Unas fantasías a buen recaudo

Guillermo nunca le ha hablado a nadie de Stacy. Si su familia se enterara, su vida se derrumbaría, se despedazaría con rapidez. Por eso trata de ser discreto: queda solo un día a la semana para evitar las sospechas y las ausencias injustificadas. Se trata de no suscitar dudas, de no dar motivos para que emerja la desconfianza. Si su mujer descubriera sus andanzas, lo echaría de casa. Le impediría traspasar la puerta del domicilio, ubicado en una zona acomodada de la capital.

Ella es una mujer muy tradicional, de las que acuden a misa casi todos los días. Después se pasea con el bolso colgado del brazo, cerca del codo, y la mirada altiva por las calles principales de la ciudad mientras dirige la vista hacia los escaparates. Por mucho que se esforzara en explicarle sus fantasías, nunca las entendería, desecharía sus palabras enseguida. «Diría que estoy loco, que deberían encerrarme en un psiquiátrico y arrojar la llave al mar para que no pudiera salir», dice convencido.

Tampoco sabrían asimilarlo ni sus amigos ni sus compañeros de trabajo.
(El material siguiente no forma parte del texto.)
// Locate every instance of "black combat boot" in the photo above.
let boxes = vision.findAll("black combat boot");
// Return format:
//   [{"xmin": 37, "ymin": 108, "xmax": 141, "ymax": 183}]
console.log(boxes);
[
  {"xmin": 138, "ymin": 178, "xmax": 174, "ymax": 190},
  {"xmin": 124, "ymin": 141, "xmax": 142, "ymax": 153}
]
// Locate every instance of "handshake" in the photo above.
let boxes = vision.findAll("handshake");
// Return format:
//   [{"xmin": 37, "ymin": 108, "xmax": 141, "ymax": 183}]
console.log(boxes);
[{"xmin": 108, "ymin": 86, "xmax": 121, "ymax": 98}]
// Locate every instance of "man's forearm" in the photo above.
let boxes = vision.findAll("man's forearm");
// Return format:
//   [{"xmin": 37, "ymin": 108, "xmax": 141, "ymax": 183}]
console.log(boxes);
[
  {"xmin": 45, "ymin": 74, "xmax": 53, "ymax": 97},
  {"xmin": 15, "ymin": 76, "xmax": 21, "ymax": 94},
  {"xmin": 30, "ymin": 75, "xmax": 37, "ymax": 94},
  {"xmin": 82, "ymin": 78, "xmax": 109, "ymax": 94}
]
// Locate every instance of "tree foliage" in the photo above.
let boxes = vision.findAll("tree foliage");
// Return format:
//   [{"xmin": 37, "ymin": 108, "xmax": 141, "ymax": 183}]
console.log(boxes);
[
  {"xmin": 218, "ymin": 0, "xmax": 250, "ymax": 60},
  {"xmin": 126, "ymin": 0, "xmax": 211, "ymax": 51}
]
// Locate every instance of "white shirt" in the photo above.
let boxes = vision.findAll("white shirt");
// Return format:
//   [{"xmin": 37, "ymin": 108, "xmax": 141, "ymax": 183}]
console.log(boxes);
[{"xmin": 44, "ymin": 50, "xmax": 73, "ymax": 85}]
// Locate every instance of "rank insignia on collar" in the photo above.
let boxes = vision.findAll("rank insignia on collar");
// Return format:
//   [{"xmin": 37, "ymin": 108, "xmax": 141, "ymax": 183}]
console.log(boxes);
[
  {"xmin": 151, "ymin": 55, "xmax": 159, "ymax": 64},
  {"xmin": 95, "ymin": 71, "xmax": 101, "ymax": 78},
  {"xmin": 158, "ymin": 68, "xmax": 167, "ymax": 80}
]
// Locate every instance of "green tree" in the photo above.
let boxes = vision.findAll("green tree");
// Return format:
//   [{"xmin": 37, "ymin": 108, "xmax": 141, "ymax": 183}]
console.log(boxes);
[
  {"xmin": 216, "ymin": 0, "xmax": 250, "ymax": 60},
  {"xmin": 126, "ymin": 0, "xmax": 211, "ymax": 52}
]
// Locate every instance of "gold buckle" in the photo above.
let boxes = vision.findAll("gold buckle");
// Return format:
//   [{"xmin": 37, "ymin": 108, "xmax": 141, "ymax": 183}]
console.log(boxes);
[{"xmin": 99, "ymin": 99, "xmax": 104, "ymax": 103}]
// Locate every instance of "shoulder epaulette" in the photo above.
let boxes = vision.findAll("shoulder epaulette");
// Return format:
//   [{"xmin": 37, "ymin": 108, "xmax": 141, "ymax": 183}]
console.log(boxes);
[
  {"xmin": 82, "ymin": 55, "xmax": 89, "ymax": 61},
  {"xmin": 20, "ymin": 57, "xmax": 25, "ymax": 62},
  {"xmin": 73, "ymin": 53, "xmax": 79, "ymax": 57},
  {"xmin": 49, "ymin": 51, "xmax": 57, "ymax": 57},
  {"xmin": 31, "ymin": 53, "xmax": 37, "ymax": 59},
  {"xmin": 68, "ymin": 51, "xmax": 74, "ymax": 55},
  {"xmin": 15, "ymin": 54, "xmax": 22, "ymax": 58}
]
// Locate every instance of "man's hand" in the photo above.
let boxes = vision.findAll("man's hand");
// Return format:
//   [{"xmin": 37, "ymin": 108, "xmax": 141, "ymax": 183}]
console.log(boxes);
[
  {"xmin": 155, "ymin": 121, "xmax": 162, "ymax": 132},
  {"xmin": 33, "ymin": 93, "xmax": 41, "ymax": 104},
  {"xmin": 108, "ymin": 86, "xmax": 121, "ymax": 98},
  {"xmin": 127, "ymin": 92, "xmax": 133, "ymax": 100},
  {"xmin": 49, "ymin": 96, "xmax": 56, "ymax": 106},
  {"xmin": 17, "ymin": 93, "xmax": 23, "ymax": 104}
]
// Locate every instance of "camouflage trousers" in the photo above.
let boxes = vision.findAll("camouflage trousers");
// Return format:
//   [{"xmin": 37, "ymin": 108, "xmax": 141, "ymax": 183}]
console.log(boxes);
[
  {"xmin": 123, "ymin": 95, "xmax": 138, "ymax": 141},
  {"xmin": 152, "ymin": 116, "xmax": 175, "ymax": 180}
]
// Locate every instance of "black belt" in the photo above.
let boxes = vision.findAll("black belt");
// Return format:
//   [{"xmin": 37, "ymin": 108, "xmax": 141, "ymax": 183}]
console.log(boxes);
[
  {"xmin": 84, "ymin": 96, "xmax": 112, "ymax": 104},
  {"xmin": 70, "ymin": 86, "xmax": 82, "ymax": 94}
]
En los dos casos, se arriesgaría a que le perdieran el respeto, a que se rieran de él. Se convertiría en el protagonista de todos los comentarios. No tardarían en enterarse todos y se enfrentaría a una retahíla de bromas y de palabras cargadas de dobles significados que le provocarían nerviosismo. Incluso un ataque de ansiedad. No sabría encarar esa situación, le oprimiría el pánico, ya que se define como una persona tímida y llena de complejos. «Ojalá tuviese una personalidad fuerte, pero, por desgracia, soy de esos tipos que se ahogan en un vaso de agua», admite con cierta resignación. Se vería desbordado, aunque, sostiene, seguro que muchos de ellos también esconden unos cuantos secretos. «El que esté libre de pecado que tire la primera piedra», concluye apoyándose en el refranero.